Twenty-five years previous to the action of the opera, Iolanthe, a fairy, had committed the capital crime of marrying a mortal. The Queen of the Fairies had commuted the death sentence to banishment for life, on condition that Iolanthe leave her husband without explanation and never see him again. Her son, Strephon, has grown up as a shepherd half fairy, half mortal. Strephon loves Phyllis, a shepherdess who is also a Ward in Chancery. She returns his love, and knows nothing of his mixed origin.
At the beginning of the opera, the Queen is prevailed upon by other Fairies to recall Iolanthe from her exile in a frog bog. Strephon joins the glad reunion and announces his intention of marrying Phyllis in spite of the Lord Chancellor, her guardian, who refuses permission.
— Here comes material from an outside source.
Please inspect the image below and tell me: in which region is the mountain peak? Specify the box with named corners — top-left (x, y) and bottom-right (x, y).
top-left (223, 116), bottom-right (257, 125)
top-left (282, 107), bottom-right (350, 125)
Meanwhile the entire House of Lords is enamored of Phyllis. They appeal in a body to ask the Lord Chancellor to give her to whichever Peer she may select. The Lord Chancellor is also suffering the pangs of love, but feels he has no legal right to assign Phyllis to himself. Phyllis declines to marry a Peer; Strephon pleads his cause to the Lord Chancellor again, but in vain. Iolanthe enters and holds tender converse with her son. Since she, like all Fairies, looks like a girl of seventeen, Phyllis and the Peers misinterpret the situation; they ridicule Strephon's claim that Iolanthe is his mother. Phyllis declares that she will now marry either Lord Mountararat or Lord Tolloller. Strephon summons the Fairies to his aid, and the act ends with the Fairies threatening the Peers, and the Peers defying the Fairies.
The Fairies take revenge by sending Strephon to Parliament and influencing both Houses to pass any bills he may introduce. His innovations culminate in a bill to throw the Peerage open to competitive examination. The Peers appeal to the Fairies to desist. The Fairies have fallen in love with the Peers and would like to oblige, but it is too late to stop Strephon. The Queen reproaches her subjects for their feminine weakness. She acknowledges her own weakness for a sentry, Private Willis, but asserts that she has it under control.
Lord Mountararat and Lord Tolloller discover that if either loses Phyllis to the other, family tradition requires that they fight unto death; both therefore renounce Phyllis in the name of friendship. The Lord Chancellor, after considerable struggle, pleads his own cause before himself and convinces himself that the law will allow him to marry Phyllis.
Meanwhile Strephon makes Phyllis understand that his mother is a fairy, and they are reconciled. They persuade Iolanthe to appeal to the Lord Chancellor. When he resists her appeal, she reveals her identity to himher husbandand thus again incurs the death penalty. The other Fairies, however, have married their respective Peers, and announce to the Queen that they all have incurred the same sentence. The Lord Chancellor suggests a legal expedient which saves the situation. All is resolved happily, and everyone flies off to Fairyland.